Question

0.22 L of HNO3 is titrated to equivalence using 0.10 L of 0.1 MNaOH. What is the concentration of the HNO3?

Express the concentration of HNO3 in molarity.

Answer 1

The concentration of HNO3 is calculated to be 0.045 M by using dimensional analysis to find the moles of NaOH and HNO3, which react in a 1:1 ratio, and then dividing by the volume of HNO3 used.

Step-by-step explanation:

To find the concentration of HNO3, first we need to calculate the number of moles of NaOH used in the titration. Since the NaOH solution has a concentration of 0.1 M, we can use dimensional analysis to find the moles of NaOH:
Moles of NaOH = Volume of NaOH (L) × Concentration of NaOH (M)
Moles of NaOH = 0.10 L × 0.1 M
The reaction between HNO3 and NaOH is as follows:
HNO3 + NaOH → NaNO3 + H2O
Since both HNO3 and NaOH react in a 1:1 molar ratio, the moles of NaOH are equal to the moles of HNO3 at the equivalence point. Therefore, the moles of HNO3 is also 0.01 mol.
Now, we can calculate the molarity of HNO3 by dividing these moles by the volume of the HNO3 solution in liters.
Concentration of HNO3 (M) = Moles of HNO3 / Volume of HNO3 (L)
Concentration of HNO3 (M) = 0.01 mol / 0.22 L

Concentration of HNO3 = 0.045 M

Answer 2

Answer:- Molarity of the acid solution is 0.045M.

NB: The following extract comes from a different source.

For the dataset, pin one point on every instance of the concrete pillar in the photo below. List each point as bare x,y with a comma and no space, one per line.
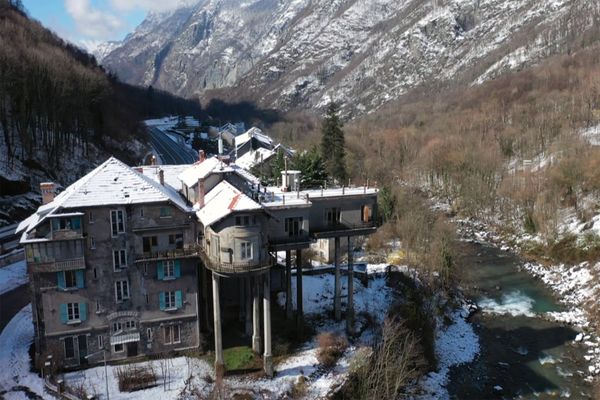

Solution:- The balanced equation for the reaction of given acid and base is:

`HNO_3+NaOH\rightarrow NaNO_3+H_2O`

From the balanced equation, they react in 1:1 mol ratio. So, we could easily solve the problem using the equation:

`M_aV_a=M_bV_b`

where,
`M_a` is the molarity of acid,
`M_b` is the molarity of base,
`V_a` is the volume of acid and
`V_b` is the volume of base.

Let's plug in the given values in the equation:

`M_a(0.22L)=0.1M(0.10L)`

on rearranging the above equation:

`M_a=(0.1M(0.10L))/(0.22L)`

`M_a` = 0.045M

So, the molarity of the acid solution is 0.045M.